I was excited about reading the duo that is S. L. Grey and The Mall was no disappointment. Set in a shopping mall in South Africa, The Mall is like reading a computer game. Rhoda, a black English coke head, and Daniel, a white emo bookshop employee, get lost searching for a boy Rhoda was meant to be minding for a friend. They think they have found themselves in the unfinished basements and grounds of the mall extension, but soon realise they have entered a new world of subterranean filth, through which they are instructed and threatened by text messages to their phones that no longer have signal or battery. Chased by some heavy breathing monster, they eventually make it to what their messages call the market, a new mall in which the rules of the game are once more reinvented.

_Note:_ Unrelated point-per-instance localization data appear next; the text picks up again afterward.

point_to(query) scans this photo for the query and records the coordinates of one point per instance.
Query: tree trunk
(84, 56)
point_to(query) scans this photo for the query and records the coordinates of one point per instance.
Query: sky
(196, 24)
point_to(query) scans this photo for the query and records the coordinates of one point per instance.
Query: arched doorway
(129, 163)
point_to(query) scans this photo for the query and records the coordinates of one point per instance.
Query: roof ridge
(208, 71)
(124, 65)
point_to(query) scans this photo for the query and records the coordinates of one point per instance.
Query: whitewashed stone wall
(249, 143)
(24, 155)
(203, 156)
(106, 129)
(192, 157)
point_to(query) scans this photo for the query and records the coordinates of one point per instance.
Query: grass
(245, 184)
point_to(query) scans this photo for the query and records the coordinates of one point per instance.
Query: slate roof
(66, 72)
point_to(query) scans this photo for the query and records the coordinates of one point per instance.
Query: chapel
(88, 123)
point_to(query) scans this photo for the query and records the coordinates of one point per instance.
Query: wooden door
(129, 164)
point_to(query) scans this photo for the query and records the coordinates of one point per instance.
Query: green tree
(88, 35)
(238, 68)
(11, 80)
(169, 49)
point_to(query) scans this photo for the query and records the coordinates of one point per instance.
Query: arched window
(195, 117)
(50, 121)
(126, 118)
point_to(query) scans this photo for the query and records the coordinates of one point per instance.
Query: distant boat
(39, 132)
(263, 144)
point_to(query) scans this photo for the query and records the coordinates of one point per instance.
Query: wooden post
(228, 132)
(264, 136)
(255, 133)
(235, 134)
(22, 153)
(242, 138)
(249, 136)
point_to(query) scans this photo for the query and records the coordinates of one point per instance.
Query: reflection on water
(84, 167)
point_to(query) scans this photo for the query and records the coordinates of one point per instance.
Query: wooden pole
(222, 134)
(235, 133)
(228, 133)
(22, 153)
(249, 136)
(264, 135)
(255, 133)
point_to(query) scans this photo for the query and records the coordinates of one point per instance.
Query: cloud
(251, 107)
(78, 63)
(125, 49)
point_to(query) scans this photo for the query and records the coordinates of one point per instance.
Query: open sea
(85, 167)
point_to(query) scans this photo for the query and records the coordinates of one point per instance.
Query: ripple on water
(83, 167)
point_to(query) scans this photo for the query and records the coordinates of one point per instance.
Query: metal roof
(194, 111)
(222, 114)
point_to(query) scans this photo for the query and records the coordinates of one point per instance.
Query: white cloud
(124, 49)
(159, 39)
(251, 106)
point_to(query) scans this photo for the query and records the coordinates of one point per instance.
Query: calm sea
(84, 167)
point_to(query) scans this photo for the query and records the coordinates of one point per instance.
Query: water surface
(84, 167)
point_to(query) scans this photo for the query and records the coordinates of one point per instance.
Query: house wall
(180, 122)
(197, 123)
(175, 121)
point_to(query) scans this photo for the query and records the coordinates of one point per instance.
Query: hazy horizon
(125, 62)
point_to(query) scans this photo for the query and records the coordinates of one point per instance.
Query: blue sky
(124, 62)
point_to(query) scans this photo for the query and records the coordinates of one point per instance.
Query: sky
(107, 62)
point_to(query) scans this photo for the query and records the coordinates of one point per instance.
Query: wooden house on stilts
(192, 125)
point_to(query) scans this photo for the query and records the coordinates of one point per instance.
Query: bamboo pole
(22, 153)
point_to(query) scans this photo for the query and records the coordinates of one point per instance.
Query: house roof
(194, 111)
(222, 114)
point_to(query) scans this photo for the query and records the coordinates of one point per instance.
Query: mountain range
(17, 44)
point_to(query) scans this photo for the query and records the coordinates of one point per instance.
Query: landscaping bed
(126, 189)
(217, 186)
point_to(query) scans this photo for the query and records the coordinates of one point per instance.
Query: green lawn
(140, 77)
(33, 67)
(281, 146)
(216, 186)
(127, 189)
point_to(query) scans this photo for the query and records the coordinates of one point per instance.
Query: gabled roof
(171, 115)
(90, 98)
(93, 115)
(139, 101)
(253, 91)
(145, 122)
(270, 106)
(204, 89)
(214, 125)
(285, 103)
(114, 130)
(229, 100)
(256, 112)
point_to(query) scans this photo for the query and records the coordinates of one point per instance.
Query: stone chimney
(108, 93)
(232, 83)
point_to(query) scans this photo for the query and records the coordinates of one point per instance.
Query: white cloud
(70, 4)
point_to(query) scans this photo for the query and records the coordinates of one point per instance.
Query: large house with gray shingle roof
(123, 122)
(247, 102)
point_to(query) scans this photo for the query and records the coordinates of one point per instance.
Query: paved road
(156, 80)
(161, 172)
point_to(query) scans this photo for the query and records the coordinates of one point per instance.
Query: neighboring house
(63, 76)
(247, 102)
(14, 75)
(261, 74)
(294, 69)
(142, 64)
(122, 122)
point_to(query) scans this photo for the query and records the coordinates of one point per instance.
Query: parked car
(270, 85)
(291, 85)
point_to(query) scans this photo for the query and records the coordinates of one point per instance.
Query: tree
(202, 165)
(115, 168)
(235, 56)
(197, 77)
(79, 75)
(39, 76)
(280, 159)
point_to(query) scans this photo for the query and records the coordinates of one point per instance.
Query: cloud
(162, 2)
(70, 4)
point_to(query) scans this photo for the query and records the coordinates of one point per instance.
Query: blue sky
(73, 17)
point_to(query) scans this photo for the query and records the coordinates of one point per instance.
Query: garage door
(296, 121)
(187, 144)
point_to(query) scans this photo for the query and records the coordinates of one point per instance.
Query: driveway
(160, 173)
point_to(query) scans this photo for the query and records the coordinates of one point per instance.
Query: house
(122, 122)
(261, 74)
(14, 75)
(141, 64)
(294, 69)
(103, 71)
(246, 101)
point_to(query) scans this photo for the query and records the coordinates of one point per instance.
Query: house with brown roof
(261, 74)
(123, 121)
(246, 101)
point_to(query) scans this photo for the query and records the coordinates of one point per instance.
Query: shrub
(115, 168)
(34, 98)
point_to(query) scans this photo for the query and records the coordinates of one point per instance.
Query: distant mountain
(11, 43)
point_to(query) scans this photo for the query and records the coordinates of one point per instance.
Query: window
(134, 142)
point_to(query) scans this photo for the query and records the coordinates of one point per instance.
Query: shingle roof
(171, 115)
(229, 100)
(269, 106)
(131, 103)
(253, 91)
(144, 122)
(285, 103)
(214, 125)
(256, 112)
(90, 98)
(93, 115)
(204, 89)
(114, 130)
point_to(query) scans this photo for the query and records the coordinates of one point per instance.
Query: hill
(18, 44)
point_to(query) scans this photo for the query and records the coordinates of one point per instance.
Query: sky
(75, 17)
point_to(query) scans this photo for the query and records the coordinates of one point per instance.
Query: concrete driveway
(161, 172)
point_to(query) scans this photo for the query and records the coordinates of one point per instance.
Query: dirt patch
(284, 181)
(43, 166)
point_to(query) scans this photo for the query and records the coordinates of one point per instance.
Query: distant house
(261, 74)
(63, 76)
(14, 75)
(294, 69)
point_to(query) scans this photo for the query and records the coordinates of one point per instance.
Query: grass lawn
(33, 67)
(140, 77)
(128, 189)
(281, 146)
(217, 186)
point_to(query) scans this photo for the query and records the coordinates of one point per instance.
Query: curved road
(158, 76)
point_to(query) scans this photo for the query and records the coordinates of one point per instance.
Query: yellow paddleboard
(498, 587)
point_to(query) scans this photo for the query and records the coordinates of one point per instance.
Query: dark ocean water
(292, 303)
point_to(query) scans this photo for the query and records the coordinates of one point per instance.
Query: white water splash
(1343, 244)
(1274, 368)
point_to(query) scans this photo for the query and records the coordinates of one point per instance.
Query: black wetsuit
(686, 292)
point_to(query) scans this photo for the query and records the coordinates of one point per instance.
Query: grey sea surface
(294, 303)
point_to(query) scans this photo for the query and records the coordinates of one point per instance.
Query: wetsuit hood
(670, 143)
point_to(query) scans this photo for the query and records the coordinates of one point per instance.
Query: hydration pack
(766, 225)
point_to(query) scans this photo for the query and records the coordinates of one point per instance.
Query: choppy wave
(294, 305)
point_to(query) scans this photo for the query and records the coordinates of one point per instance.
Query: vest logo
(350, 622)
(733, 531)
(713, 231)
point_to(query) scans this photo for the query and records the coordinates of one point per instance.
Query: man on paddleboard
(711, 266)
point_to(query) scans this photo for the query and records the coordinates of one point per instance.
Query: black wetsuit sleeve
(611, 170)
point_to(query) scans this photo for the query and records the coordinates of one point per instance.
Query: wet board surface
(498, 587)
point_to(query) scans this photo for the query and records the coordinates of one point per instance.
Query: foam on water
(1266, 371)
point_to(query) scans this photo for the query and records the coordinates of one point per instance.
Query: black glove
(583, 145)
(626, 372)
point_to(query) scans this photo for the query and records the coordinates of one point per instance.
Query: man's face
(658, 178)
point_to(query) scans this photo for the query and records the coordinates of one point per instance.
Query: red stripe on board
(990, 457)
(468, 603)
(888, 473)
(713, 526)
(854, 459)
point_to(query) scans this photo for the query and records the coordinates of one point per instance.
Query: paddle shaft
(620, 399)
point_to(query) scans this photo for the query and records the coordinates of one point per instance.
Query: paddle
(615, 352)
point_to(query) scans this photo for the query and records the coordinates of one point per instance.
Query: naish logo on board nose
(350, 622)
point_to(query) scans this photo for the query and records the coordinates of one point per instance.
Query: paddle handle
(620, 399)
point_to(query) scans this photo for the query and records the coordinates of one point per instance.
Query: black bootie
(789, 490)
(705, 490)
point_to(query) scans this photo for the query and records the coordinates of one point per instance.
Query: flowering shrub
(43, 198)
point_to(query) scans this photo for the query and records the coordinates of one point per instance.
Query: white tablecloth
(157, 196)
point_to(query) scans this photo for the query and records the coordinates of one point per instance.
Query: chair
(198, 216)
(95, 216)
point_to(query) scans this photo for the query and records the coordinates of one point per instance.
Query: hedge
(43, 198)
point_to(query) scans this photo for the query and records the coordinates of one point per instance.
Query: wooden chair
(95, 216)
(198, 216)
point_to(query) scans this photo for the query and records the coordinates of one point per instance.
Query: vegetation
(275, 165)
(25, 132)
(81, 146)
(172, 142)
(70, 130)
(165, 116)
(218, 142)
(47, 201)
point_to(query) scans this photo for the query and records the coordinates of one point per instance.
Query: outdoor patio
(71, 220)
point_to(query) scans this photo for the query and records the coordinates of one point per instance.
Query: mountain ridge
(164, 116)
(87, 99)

This mall takes the modern consumer world to its extreme. Beauty enhancement is no longer simply about large breasts and six packs, it’s about amputation. It is fashionable, and encouraged by management (the texters), to be painfully thin or grossly over weight – the easier option given the food, which has greater sugar, salt and fat content than any fast food of our world. Salespeople or Customer Care Officers, are happy to be chained to their cash registers and have an implant in their brains that enhances their helpful attitude. Shoppers literally shop till they drop, shops competing over their custom. There are a small number of those that chose to flaunt the system, but they live miserable, mad lives hidden in warren like tunnels, breedings rats and sleeping next to their own shit.
Despite the gripping nature of the plot and the intriguing changes that both Rhoda and Daniel undergo individually and together, I think I had hoped for something more dramatic, but in fact, the surreal differences of the new mall are more challenging than overt horror. There is a structure to the mall more coherent than anything in ours: everyone knows their place, their world is limited and their expectations managed (even famous celebrities have paunches and saggy breasts). I might have wanted the new mall to make our own consumerism seem closer to the brink of that level of exploitation (which of course it is but in different ways), or to seem more free in contrast, but comparing the worlds is more complicated and perhaps more brilliant than that. The Mall makes us ask whether contentment is best found in constraint and these uncomfortable thoughts make The Mall a haunting read without even stopping to question what management gets from it all.
If you like horror that pokes a few fingers at modern life, The Mall is for you.
This coming week I am taking a sneak preview at Wounding by Heidi James and the following week I will be reading Oryx and Crake by Margaret Atwood, a book that’s been on my reading list for far too long! Any further suggestions for future reading would be very welcome.